Bahia Drake got its name from the legendary English pirate Sir Francis Drake. According to research by historians, Sir Francis Drake sailed into the bay that now bears his name in March 1579, during his circumnavigation of the globe in his ship the Golden Hind. He dropped anchor in the two-kilometerlong bay on the Osa Peninsula, north of Marenco (reachable by boat from Sierpe).
The village of Agujitas is Bahia Drake’s center. A small food store supplies basic needs and a public telephone provides communication with the rest of the world. The residents of Agujitas manufacture exquisite appliqued cloths (molas), only found here and on Panama’s San Blas Islands. Their intricate decoration, showing fruit and birds of the jungle, make them unmistakable. Agujitas has a number of lodges for visitors who have lots of time on their hands.
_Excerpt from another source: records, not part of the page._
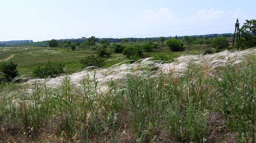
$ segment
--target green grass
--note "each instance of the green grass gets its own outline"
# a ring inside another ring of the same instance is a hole
[[[143,42],[122,43],[124,45],[143,45]],[[184,51],[172,52],[167,47],[154,49],[153,52],[144,54],[146,57],[154,57],[156,54],[162,53],[173,58],[178,57],[182,54],[196,54],[203,53],[206,46],[203,45],[189,45]],[[113,53],[112,49],[112,57],[104,57],[105,67],[110,67],[124,61],[128,60],[122,54]],[[42,65],[48,61],[61,63],[65,64],[65,72],[70,74],[82,70],[80,61],[85,57],[92,54],[97,55],[97,50],[87,49],[77,49],[72,51],[69,48],[46,48],[37,47],[0,47],[0,60],[15,54],[11,61],[18,64],[18,70],[21,75],[26,76],[32,76],[32,71],[35,67]]]
[[[253,143],[256,59],[251,51],[243,58],[237,53],[233,58],[243,61],[234,64],[231,59],[223,64],[204,57],[202,64],[192,60],[179,76],[152,68],[148,61],[105,84],[96,69],[76,84],[67,76],[56,88],[43,82],[2,84],[0,141]],[[213,68],[214,63],[220,66]]]

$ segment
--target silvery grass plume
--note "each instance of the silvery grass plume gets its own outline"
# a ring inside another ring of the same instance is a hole
[[[151,78],[159,74],[168,74],[170,77],[177,78],[184,76],[189,70],[199,70],[204,77],[212,76],[218,68],[226,65],[234,65],[246,62],[248,56],[255,56],[256,48],[244,50],[228,51],[206,55],[183,55],[175,59],[174,62],[162,63],[159,61],[152,61],[149,57],[131,64],[124,64],[125,61],[105,68],[93,68],[93,67],[85,68],[82,71],[68,75],[70,82],[78,87],[81,86],[82,81],[85,78],[92,79],[97,78],[99,82],[98,89],[104,91],[107,89],[107,84],[111,81],[118,81],[122,84],[125,81],[126,75],[145,75],[145,70],[156,69]],[[148,73],[148,72],[147,72]],[[60,76],[47,79],[34,79],[25,83],[31,86],[37,84],[45,85],[52,88],[58,88],[63,85],[65,77]],[[29,89],[28,91],[31,91]]]

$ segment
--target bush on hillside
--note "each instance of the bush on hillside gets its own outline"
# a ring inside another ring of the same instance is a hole
[[[142,55],[142,50],[140,48],[137,46],[129,46],[124,49],[123,54],[126,55],[128,58],[132,56],[139,57]]]
[[[86,57],[81,60],[80,63],[83,65],[83,68],[90,66],[102,67],[105,65],[105,60],[103,59],[94,55]]]
[[[64,73],[64,64],[48,62],[43,66],[36,68],[32,72],[34,76],[47,78],[58,76]]]
[[[179,39],[170,39],[166,41],[170,49],[173,52],[180,51],[184,50],[183,43]]]
[[[124,46],[120,44],[114,44],[113,47],[114,51],[116,53],[122,53],[124,49],[125,48]]]
[[[11,82],[18,76],[17,64],[11,61],[4,61],[0,62],[0,82]]]
[[[226,37],[218,36],[213,40],[211,46],[216,49],[216,52],[227,48],[229,46],[229,42]]]

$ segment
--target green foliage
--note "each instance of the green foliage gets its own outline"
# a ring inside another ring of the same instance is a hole
[[[17,64],[11,61],[0,62],[0,83],[4,82],[11,82],[19,75]]]
[[[48,62],[36,68],[33,71],[34,77],[39,78],[53,77],[64,73],[64,64]]]
[[[183,43],[179,39],[169,39],[166,41],[167,46],[173,52],[183,50]]]
[[[85,43],[89,46],[94,46],[98,39],[98,38],[96,38],[95,36],[92,36],[87,38],[85,42]]]
[[[59,45],[58,41],[54,39],[49,41],[48,42],[49,43],[49,46],[50,47],[57,47]]]
[[[72,42],[70,41],[62,41],[60,43],[60,44],[59,44],[59,47],[62,48],[70,47],[71,43]]]
[[[76,48],[76,46],[77,44],[76,43],[72,43],[70,45],[70,47],[71,48],[71,49],[72,49],[72,50],[75,50],[75,48]]]
[[[114,44],[114,51],[116,53],[122,53],[125,46],[120,44]]]
[[[124,43],[127,43],[127,42],[128,42],[129,41],[130,41],[130,38],[123,38],[123,39],[122,39],[122,40],[121,40],[121,42],[124,42]]]
[[[94,55],[86,57],[81,60],[80,62],[83,64],[83,68],[89,66],[102,67],[105,65],[105,60],[103,59]]]
[[[165,38],[164,37],[160,37],[159,38],[159,40],[162,43],[163,43],[164,42],[165,42]]]
[[[103,57],[106,54],[106,50],[105,49],[101,49],[98,51],[98,55],[101,57]]]
[[[239,49],[245,49],[256,46],[256,20],[246,20],[240,31],[244,39],[241,39],[236,46]]]
[[[211,46],[216,49],[217,52],[227,48],[229,46],[226,37],[218,36],[214,39]]]
[[[207,48],[206,48],[206,49],[205,49],[205,50],[204,50],[204,52],[203,52],[203,54],[204,55],[206,55],[207,54],[214,54],[215,53],[215,49],[214,49],[210,47],[208,47]]]
[[[129,58],[132,56],[140,57],[142,55],[142,50],[140,48],[137,46],[128,46],[124,49],[123,54]]]
[[[149,54],[149,52],[152,52],[154,46],[154,45],[153,45],[151,43],[147,43],[143,46],[143,48],[145,50],[145,51],[148,52],[148,54]]]

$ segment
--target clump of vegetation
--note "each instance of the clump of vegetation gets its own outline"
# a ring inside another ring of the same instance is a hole
[[[229,42],[226,37],[218,36],[213,40],[211,46],[215,49],[217,52],[227,48],[229,46]]]
[[[49,41],[49,46],[50,47],[57,47],[59,45],[59,43],[56,40],[53,39],[50,41]]]
[[[114,51],[116,53],[122,53],[124,49],[125,48],[125,46],[124,46],[115,43],[113,44],[113,46],[114,48]]]
[[[107,57],[110,57],[111,56],[111,53],[109,51],[107,51],[105,49],[99,50],[98,54],[101,57],[104,57],[105,55],[106,55]]]
[[[70,47],[72,50],[75,50],[76,48],[77,45],[77,44],[75,43],[72,43],[70,45]]]
[[[143,48],[145,50],[145,51],[147,52],[149,55],[149,52],[152,51],[154,47],[154,45],[153,45],[151,43],[148,43],[143,46]]]
[[[34,77],[39,78],[53,77],[64,73],[64,64],[48,62],[42,66],[39,66],[32,72]]]
[[[180,51],[184,50],[183,43],[179,39],[170,39],[166,41],[170,49],[173,52]]]
[[[207,47],[206,49],[204,50],[203,52],[203,54],[205,55],[207,54],[214,54],[215,53],[215,49],[211,47]]]
[[[19,75],[17,70],[17,64],[11,61],[0,62],[0,84],[11,82]]]
[[[246,21],[240,29],[242,38],[236,45],[238,49],[256,46],[256,20],[246,20]]]
[[[124,49],[123,54],[129,58],[132,56],[136,56],[139,57],[142,55],[142,50],[140,48],[137,46],[128,46]]]
[[[81,60],[80,63],[83,65],[83,68],[90,66],[102,67],[105,65],[105,60],[103,59],[94,55],[86,57]]]

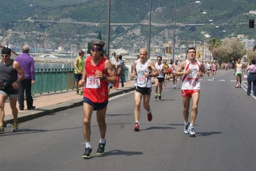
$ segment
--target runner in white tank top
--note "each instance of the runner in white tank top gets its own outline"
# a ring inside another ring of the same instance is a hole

It is possible to snorkel in the Pacific or watch for the whales that often swim quite close to shore. These ocean giants appear to be greeting the humans on shore with fountains they blast from their blow holes – a tribute not unlike the cannon shot fired by Sir Francis Drake and his pirates. The inhabitants earn their living working on coffee and cocao plantations surrounding the bay. Guavas are another popular crop grown in the area. The tennis-ball-sized fruit belongs to the myrtle family. Although now found all over the world, guavas are native to Central America. The gnarled, unremarkable trees reach a height of 10 meters. The delicious round fruit with yellow-green skin is sweet and rich in vitamin C. Ticos make jam, juice, liqueur and wine from guavas. The local people even use the leaves, from which they extract medicine which is said to be effective in treating digestive disorders.
Visitors with a romantic bent or love of adventure can rent a canoe and paddle along the shore to the mouth of the Rio Agujitas. There is an anchorage for sailing ships and other attractions.